Unfortunately for America, those with real clout in the GOP were without exception Vichy, not Resistance, Republicans: the current leadership of both chambers of Congress (Paul Ryan, Mitch McConnell), the party chair (Reince Priebus), and the incumbent senators with national followings (John McCain, Ted Cruz). Not to mention their big donors. These collaborators, in contrast to the conservative pundits and out-of-power Republicans of the Resistance, did have the means to derail Trump. For them to do so would have required the guts to defy a mob in their own party and to summon the sacrifice, strategy, and cunning that constitute leadership. They would have had to risk their own political necks and take hits from their own constituents. They would have had to persuade vanity candidates fracturing the anti-Trump vote, like John Kasich, to drop out. Woulda, coulda: They mustered none of the above. They failed to unite around a candidate who might have stopped Trump in the primaries. No matter what slur Trump disgorged, they failed to act, even when they were the specific targets of his insults. They failed to rally around any plan, however risky or potentially divisive within the party, for challenging Trump at the convention in Cleveland. Indeed, with the exception of three incumbent senators not up for reelection (Ben Sasse of Nebraska, Jeff Flake of Arizona, Lindsey Graham of South Carolina) and a handful of retro GOP moderates and retiring members in the House, every Republican holding office in Washington remained in the Vichy and Survival camps until long after Trump had locked up the nomination. This hall of shame includes supposedly mainstream northeastern Republicans like Long Island representative Peter King, who after the first debate applauded Trump for exhibiting “the feistiness that I think 51 percent of the American people will like.” And it includes “reaching across the aisle” types often celebrated by centrist pundits as putting country over party. Witness Bob Corker of Tennessee, the ostensibly adult chair of the Senate Foreign Relations Committee: He entertained a brief flirtation with the idea of serving as Trump’s running mate and praised Trump’s notably ludicrous late-April ­foreign-policy address for its “broadness” and “vision.”

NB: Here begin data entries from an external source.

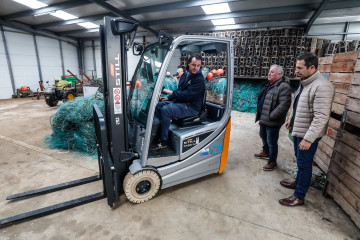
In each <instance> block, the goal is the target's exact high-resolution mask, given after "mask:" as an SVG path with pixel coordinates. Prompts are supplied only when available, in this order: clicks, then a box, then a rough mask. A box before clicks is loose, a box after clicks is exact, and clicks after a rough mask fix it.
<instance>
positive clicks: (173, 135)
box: [0, 17, 234, 227]
mask: <svg viewBox="0 0 360 240" xmlns="http://www.w3.org/2000/svg"><path fill="white" fill-rule="evenodd" d="M137 27H138V23H137V22H134V21H132V20H127V19H116V18H115V19H114V18H110V17H105V18H104V25H101V26H100V44H101V60H102V66H103V68H102V69H103V80H104V88H103V92H104V101H105V111H104V114H103V113H102V112H101V111H100V109H99V108H98V107H97V106H96V105H94V107H93V114H94V127H95V134H96V143H97V152H98V166H99V175H97V176H92V177H88V178H83V179H79V180H75V181H71V182H67V183H62V184H58V185H53V186H49V187H45V188H40V189H35V190H31V191H28V192H23V193H18V194H14V195H10V196H8V197H7V198H6V200H15V199H20V198H25V197H31V196H35V195H42V194H47V193H50V192H54V191H59V190H62V189H66V188H71V187H74V186H78V185H82V184H87V183H90V182H94V181H98V180H102V182H103V191H102V192H99V193H95V194H92V195H88V196H85V197H81V198H78V199H74V200H71V201H67V202H64V203H60V204H56V205H52V206H49V207H45V208H41V209H38V210H34V211H30V212H27V213H23V214H19V215H15V216H12V217H8V218H4V219H1V220H0V227H4V226H7V225H9V224H13V223H16V222H20V221H24V220H27V219H32V218H36V217H41V216H45V215H48V214H51V213H54V212H58V211H62V210H65V209H69V208H73V207H76V206H79V205H82V204H85V203H89V202H92V201H96V200H99V199H103V198H107V203H108V205H109V206H110V207H113V206H114V203H115V202H116V201H117V200H118V199H119V192H120V189H121V187H120V186H122V184H123V181H124V178H125V175H127V174H136V173H137V172H139V171H143V170H147V169H148V170H152V171H156V172H157V174H158V175H159V176H160V177H161V183H162V184H161V188H166V187H170V186H173V185H176V184H179V183H181V182H185V181H189V180H191V179H195V178H198V177H201V176H205V175H208V174H211V173H216V172H218V173H221V172H222V170H223V169H224V167H225V165H224V164H226V158H227V150H228V149H227V147H228V141H229V139H228V137H229V133H230V113H231V104H232V103H231V99H232V88H233V87H232V84H233V75H234V74H233V64H234V63H233V61H234V59H233V40H230V39H225V38H215V37H207V36H195V35H194V36H180V37H178V38H175V39H174V38H173V37H172V36H169V35H167V34H165V33H163V32H160V33H159V34H158V39H159V41H158V43H157V44H158V46H161V47H165V48H166V51H167V52H166V56H165V58H164V60H163V62H162V66H161V68H160V71H159V74H158V78H157V81H156V82H154V86H153V88H152V89H153V94H152V95H151V101H150V102H149V103H148V106H147V109H146V114H147V115H146V123H145V122H143V123H142V124H141V123H139V122H137V121H131V120H132V118H133V116H131V114H132V113H131V109H130V104H131V102H132V97H133V92H134V91H135V82H136V80H137V79H136V71H137V70H136V71H135V74H134V77H133V78H132V80H131V84H130V86H131V87H130V92H129V94H127V91H126V80H127V79H128V76H127V70H126V69H127V56H126V52H127V50H128V49H129V48H130V47H131V44H132V42H133V39H134V36H135V33H136V29H137ZM186 41H199V42H201V41H207V42H213V43H219V44H220V43H221V44H224V46H226V54H227V56H226V57H227V59H228V60H227V77H228V82H227V85H226V100H225V101H224V104H223V105H224V107H223V108H224V111H223V112H222V114H223V116H222V118H221V119H219V120H218V121H213V122H211V121H210V122H209V123H208V124H207V125H201V126H196V127H194V128H184V129H183V128H176V127H172V129H171V131H172V137H173V138H174V139H175V140H177V142H176V144H177V145H176V144H175V145H176V147H175V148H176V149H177V150H176V151H177V152H176V154H177V155H176V156H165V157H162V158H156V157H152V156H150V155H149V145H150V142H151V136H152V130H153V122H154V120H155V119H154V112H155V107H156V104H157V103H158V100H159V97H160V95H161V90H162V87H163V83H164V79H165V76H166V71H167V69H168V66H169V63H170V60H171V58H172V57H173V55H174V51H175V49H176V48H177V47H179V46H180V45H181V43H184V42H186ZM140 49H141V48H140ZM145 51H146V49H145ZM140 65H141V61H139V64H138V66H137V69H138V68H139V67H140ZM126 96H129V97H128V98H127V97H126ZM210 104H212V103H210ZM129 119H130V121H129ZM195 137H196V138H197V140H196V141H197V142H196V144H194V147H190V148H189V149H188V145H186V144H185V143H188V142H189V139H190V140H192V139H193V138H195ZM204 139H210V140H207V141H205V140H204ZM190 143H191V141H190ZM219 143H221V144H220V145H221V149H220V148H219V152H218V153H216V154H214V155H212V156H211V154H209V148H210V149H211V148H214V149H215V150H216V147H218V145H219ZM175 145H173V146H175ZM223 146H224V147H223ZM185 148H187V149H186V150H185ZM206 149H207V154H209V155H210V157H208V156H205V154H203V153H204V152H203V151H204V150H206ZM210 151H211V150H210ZM200 158H201V159H202V160H201V162H200V161H199V160H198V159H200ZM159 159H162V160H161V161H159ZM195 165H196V166H197V167H194V166H195ZM219 165H220V166H219ZM214 166H215V168H214ZM202 168H205V170H203V169H202ZM184 169H185V170H186V171H183V170H184ZM184 172H185V173H184Z"/></svg>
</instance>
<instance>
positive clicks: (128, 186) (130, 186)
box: [123, 170, 160, 203]
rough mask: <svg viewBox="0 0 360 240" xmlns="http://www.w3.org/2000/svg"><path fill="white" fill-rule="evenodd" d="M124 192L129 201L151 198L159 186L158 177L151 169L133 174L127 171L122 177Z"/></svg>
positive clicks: (140, 201)
mask: <svg viewBox="0 0 360 240" xmlns="http://www.w3.org/2000/svg"><path fill="white" fill-rule="evenodd" d="M123 185H124V192H125V195H126V197H127V199H129V201H130V202H133V203H143V202H146V201H148V200H150V199H152V198H153V197H154V196H155V195H156V193H157V192H158V190H159V188H160V177H159V176H158V174H157V173H156V172H155V171H153V170H143V171H140V172H137V173H135V174H134V175H133V174H131V172H129V173H128V174H127V175H126V177H125V179H124V184H123Z"/></svg>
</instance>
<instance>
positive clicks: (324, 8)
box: [304, 0, 329, 36]
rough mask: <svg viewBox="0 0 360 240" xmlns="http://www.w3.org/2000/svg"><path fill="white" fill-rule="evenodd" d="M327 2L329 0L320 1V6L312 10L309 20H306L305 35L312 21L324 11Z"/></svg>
mask: <svg viewBox="0 0 360 240" xmlns="http://www.w3.org/2000/svg"><path fill="white" fill-rule="evenodd" d="M328 2H329V0H323V1H322V2H321V3H320V6H319V7H318V8H317V9H316V11H315V12H314V14H313V15H312V16H311V18H310V20H309V21H308V22H307V24H306V27H305V31H304V34H305V36H306V35H307V34H308V33H309V30H310V28H311V26H312V24H313V23H314V21H315V20H316V19H317V18H318V17H319V16H320V14H321V12H322V11H324V9H325V7H326V5H327V4H328Z"/></svg>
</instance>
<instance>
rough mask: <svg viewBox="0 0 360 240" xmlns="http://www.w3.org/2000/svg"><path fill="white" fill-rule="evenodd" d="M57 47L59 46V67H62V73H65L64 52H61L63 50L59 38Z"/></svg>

Ufortunately, there is another parallel to Hitler’s pre-War Germany.

The Trumpists are more radical than Goldwater’s or Reagan’s followers were. They are building their own burgeoning Breitbart–Roger Ailes media empire and are primed to disregard the results of a “stolen” election in which the loser may not concede. The “Second Amendment people” that Trump egged on are already talking openly about rebellion and assassination after a Clinton victory. The damage they may inflict on the country, let alone the Republican Party and the homegrown Nigel Farage–like leaders they may rally around, is yet to be determined. As Steve Schmidt, the former ­McCain campaign strategist and a #NeverTrumper, told the Washington Post, the postelection GOP will “look like Berlin circa 1945.”

May the election end better than that.